Ganderkesee/Landkreis - Seine traditionelle Herbstveranstaltung führte den Kreisfeuerwehrverband des Landkreises Oldenburg dieses Mal nach Ganderkesee. Auf die Mitglieder des Verbandes und den Seniorenkreis wartete eine Rundtour durch die Gemeinde.
Seitens der Kreisverwaltung hatte sich Landrat Carsten Harings seinen Terminkalender für diese Veranstaltung frei gehalten. Treffpunkt für die Teilnehmer war das Rathaus in Ganderkesee. Hier gab es eine Begrüßung durch die Verbandsvorsitzende Diane Febert und Ganderkesees Bürgermeisterin Alice Gerken.

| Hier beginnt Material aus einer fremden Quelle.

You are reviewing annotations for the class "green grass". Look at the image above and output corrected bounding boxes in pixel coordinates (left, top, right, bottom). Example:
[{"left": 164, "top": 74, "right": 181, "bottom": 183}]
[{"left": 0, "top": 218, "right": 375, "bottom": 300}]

Gerken hatte zusammen mit Gemeindebrandmeister Bernd Lembke das Programm entworfen. Für das Programm übergab Gerken den „Führungsstab“ an die Gästeführerin Elisabeth Kühling, die die Gäste zunächst in die St. Cyprian- und Corneliuskirche führte. Zu hören gab es hier viel Wissenswertes über die Gaukirche und die Möglichkeit, die kleine Sakristei, die selten öffentlich zugänglich ist, zu besichtigen. Selbst viele der alteingesessenen Ganderkeseer, die unter den Gästen aus dem Landkreis waren, sahen diese zum ersten Mal, so Diane Febert.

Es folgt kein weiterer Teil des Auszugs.